The Power of Marrying Facilitation and Sector Expertise

Last week I talked with my colleagues from the IFCSumit Manchanda and Anja Robakowski-Van Stralen, and Amit Nag (Net-Map facilitator) who have used Net-Map to facilitate their political economy analysis in setting up Public Private Dialogues in developing countries. These are high level platforms, facilitating regular meetings and results oriented dialogues between public and private sectors actors. They help countries improve their business climate and government-private sector relations.

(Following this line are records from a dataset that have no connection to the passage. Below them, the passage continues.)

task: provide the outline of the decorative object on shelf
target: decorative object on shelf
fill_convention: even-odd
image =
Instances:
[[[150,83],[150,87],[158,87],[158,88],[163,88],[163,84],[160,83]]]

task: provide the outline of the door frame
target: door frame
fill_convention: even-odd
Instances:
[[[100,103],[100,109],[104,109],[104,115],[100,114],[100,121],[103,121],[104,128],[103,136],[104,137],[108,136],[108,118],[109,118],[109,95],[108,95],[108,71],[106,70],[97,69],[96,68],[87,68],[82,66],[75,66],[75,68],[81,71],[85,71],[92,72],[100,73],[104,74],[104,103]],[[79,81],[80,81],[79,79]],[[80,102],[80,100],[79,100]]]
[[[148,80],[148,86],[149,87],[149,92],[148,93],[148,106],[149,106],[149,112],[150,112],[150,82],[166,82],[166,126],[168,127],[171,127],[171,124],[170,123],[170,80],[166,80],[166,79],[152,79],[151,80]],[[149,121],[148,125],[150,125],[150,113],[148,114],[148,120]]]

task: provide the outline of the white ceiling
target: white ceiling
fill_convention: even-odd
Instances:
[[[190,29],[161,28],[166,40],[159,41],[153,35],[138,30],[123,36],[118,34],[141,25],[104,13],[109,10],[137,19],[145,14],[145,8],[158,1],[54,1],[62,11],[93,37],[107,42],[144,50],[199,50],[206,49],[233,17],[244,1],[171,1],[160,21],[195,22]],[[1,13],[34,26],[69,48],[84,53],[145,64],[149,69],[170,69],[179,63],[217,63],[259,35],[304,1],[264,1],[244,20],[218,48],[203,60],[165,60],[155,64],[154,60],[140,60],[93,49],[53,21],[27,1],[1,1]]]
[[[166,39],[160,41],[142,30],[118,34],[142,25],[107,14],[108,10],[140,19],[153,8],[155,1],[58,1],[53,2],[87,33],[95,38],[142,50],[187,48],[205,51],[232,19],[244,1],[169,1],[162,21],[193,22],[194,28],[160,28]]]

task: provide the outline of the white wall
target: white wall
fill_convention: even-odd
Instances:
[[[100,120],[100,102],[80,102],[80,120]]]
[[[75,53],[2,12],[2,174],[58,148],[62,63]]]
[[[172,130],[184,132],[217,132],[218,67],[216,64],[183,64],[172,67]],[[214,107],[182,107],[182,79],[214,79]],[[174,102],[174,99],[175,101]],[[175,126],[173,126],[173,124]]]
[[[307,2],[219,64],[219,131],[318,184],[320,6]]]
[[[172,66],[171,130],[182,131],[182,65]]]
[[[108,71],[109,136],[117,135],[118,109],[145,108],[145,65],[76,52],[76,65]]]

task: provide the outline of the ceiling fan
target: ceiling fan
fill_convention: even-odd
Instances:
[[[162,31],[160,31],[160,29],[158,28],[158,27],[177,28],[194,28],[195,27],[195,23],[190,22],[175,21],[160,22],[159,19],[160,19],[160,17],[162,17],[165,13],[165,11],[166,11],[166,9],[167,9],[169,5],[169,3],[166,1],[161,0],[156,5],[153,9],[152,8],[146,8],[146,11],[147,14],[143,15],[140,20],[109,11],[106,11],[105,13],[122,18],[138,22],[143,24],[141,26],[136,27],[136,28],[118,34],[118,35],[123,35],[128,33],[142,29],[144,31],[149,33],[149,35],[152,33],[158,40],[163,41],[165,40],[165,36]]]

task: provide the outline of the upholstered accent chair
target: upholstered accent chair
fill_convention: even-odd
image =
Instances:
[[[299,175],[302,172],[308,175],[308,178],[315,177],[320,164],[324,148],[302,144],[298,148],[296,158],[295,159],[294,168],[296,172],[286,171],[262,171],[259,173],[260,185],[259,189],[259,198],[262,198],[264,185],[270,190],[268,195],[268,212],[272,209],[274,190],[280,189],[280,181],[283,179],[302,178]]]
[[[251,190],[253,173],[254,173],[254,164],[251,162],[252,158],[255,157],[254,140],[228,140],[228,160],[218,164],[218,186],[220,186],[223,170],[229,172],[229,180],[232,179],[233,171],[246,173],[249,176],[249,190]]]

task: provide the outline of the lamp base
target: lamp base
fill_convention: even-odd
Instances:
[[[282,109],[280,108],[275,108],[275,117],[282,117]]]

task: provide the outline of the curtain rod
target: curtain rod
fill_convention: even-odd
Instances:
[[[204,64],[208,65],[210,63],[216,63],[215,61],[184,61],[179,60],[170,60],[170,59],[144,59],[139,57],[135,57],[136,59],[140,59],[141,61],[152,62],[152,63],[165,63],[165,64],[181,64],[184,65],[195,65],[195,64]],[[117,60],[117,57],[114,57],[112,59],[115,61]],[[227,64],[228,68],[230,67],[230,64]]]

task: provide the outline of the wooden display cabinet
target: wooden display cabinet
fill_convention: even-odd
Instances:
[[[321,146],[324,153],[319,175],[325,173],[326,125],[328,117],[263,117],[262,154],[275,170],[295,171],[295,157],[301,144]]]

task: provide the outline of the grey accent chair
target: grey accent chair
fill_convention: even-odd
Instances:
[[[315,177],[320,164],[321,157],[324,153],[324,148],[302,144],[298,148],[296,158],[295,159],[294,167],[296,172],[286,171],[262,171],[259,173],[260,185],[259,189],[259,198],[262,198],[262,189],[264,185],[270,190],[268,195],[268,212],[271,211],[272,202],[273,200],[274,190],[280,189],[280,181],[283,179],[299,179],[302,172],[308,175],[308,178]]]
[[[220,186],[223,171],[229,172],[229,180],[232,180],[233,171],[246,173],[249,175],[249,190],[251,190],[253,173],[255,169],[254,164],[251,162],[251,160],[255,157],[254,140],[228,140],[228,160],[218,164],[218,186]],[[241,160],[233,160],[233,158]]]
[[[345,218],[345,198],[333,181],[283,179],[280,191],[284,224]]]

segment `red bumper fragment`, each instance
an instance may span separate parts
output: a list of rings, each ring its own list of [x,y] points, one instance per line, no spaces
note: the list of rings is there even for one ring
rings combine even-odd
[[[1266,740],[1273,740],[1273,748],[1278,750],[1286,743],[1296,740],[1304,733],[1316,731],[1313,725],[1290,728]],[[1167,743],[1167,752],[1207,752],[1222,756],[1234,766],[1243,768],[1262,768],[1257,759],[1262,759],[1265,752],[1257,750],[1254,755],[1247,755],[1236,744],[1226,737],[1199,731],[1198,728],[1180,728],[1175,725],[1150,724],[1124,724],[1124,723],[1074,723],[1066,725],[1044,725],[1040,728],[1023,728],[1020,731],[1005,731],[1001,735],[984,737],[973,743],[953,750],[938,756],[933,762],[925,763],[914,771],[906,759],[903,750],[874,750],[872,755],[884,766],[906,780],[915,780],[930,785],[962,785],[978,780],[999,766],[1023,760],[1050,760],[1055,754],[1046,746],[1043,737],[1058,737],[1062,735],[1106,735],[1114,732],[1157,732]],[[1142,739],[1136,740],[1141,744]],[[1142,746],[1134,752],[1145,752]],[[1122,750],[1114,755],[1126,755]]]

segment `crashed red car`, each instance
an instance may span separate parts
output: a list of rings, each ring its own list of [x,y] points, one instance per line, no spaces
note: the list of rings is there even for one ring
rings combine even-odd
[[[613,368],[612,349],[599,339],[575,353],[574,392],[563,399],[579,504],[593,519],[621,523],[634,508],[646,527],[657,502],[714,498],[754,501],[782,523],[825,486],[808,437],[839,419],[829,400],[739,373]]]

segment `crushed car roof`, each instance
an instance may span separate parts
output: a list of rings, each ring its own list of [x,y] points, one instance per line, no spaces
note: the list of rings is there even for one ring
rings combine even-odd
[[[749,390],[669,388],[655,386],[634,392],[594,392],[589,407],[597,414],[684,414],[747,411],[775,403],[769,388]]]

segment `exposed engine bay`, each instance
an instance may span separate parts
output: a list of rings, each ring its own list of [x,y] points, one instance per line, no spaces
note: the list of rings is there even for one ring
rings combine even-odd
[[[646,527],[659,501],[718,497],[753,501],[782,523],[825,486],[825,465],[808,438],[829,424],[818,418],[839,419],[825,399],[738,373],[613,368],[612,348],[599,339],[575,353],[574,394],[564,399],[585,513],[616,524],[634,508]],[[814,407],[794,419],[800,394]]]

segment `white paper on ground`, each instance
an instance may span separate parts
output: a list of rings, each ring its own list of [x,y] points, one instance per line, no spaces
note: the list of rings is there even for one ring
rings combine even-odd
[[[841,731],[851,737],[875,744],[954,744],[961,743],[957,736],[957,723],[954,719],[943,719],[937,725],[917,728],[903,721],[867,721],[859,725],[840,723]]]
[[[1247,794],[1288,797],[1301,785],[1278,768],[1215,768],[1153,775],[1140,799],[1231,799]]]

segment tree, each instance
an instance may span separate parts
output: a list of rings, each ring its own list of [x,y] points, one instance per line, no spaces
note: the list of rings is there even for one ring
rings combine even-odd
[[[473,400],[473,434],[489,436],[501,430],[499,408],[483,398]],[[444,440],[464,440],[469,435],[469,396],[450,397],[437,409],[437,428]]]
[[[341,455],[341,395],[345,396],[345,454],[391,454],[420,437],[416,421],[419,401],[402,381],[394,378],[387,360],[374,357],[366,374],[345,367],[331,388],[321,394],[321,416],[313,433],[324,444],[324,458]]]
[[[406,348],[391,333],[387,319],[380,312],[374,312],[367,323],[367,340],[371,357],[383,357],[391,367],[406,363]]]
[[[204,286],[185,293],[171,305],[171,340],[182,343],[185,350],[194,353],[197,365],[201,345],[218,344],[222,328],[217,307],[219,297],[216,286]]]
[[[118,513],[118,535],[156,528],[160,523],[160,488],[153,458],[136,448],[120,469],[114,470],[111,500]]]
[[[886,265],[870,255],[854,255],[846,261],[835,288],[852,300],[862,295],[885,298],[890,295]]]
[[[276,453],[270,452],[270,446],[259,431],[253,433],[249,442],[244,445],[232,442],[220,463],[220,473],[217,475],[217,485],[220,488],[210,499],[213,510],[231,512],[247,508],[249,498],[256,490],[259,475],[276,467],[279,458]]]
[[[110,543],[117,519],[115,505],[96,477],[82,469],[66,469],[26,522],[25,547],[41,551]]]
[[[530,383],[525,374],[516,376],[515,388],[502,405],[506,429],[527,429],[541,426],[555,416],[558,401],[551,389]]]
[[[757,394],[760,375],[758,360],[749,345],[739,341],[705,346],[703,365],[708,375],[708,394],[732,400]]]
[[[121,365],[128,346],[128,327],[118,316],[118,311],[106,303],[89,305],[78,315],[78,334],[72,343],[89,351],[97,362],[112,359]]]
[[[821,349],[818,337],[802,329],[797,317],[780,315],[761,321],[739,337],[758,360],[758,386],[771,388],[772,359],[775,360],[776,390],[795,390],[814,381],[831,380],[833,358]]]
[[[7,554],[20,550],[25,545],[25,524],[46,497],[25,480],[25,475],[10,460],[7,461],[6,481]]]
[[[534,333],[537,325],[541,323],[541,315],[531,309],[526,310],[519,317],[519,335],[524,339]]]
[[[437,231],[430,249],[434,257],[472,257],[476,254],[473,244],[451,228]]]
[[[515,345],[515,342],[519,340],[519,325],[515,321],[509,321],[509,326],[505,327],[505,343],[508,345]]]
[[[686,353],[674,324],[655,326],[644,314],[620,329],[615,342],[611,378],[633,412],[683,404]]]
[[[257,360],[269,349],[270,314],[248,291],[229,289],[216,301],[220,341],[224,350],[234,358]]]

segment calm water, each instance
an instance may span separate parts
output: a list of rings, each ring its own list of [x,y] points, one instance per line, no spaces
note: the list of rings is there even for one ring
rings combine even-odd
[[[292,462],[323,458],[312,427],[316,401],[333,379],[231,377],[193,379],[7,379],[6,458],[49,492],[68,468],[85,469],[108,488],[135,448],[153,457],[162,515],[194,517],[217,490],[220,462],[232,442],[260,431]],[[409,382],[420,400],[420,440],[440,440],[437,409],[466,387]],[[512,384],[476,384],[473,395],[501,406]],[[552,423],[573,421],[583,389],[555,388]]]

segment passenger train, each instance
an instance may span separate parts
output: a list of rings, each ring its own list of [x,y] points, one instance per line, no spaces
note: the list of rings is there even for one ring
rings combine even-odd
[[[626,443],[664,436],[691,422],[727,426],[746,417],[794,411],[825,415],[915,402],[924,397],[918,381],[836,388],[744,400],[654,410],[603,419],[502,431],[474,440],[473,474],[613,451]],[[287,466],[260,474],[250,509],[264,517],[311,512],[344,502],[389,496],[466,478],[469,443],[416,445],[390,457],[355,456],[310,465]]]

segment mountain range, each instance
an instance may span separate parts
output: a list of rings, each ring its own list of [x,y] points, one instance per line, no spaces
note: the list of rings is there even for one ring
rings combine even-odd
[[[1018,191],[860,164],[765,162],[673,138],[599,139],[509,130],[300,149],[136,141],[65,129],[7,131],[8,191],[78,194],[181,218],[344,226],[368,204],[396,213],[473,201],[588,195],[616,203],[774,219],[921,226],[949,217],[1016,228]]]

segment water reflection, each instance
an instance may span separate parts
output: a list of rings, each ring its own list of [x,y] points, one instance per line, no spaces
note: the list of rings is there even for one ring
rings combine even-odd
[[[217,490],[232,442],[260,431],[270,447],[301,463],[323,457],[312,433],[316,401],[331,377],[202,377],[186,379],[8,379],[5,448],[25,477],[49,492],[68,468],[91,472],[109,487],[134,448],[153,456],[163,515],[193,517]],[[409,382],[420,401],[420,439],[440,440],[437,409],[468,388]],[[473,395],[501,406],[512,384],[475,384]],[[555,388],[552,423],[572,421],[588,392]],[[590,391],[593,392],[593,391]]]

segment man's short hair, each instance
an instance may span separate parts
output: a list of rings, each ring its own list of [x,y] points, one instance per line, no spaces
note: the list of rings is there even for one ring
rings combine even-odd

In our conversation we tried to distill the lessons learned from this experience and one thing really stood out: The power of bringing together technical expertise and good Net-Map facilitation skills. This doesn’t mean that a Net-Mapper has to be expert in each field they work in. Or that a technical expert is necessarily best placed to be the Net-Map facilitator. But if neither is the case, then bringing your technical colleague (ideally steeped in local knowledge too) into the room as co-facilitator or observer lifts your work to the next level. Because you, the Net-Mapper can bring out structural issues that have never been talked about before. You allow the group to look at complex pictures, seeing the trees and the forest at the same time.

The technical sector expert can then ask the questions they were never able to pinpoint, dig deeper, call out half-truths or omissions that the group might want to slip by you, remind the group of the history of the issue, nudge them to open up about conflicts and, most importantly, help you and the group figure out the meaning of what you see and what to do next.

Also, if the technical expert also happens to be your client, they will learn so much more and get so much more excited, when sitting at the table as the Net-Map is happening than by reading your report, which you had to condense, streamline and probably sanitize to fit public scrutiny and protect individuals. And they can take the insights from the mapping session right into the decisions they have to take about moving forward.

I am sure that even without ever being in a Net-Map session, you can share some experience about the tension or marriage (or marriage with tension?) between sector expertise and facilitation skills… What has been your experience with:

  • Facilitating processes without being a sector expert?
  • “Being facilitated” by a person who wasn’t an expert in your field?
  • Working in a Facilitator – Sector Expert team to facilitate difficult conversations?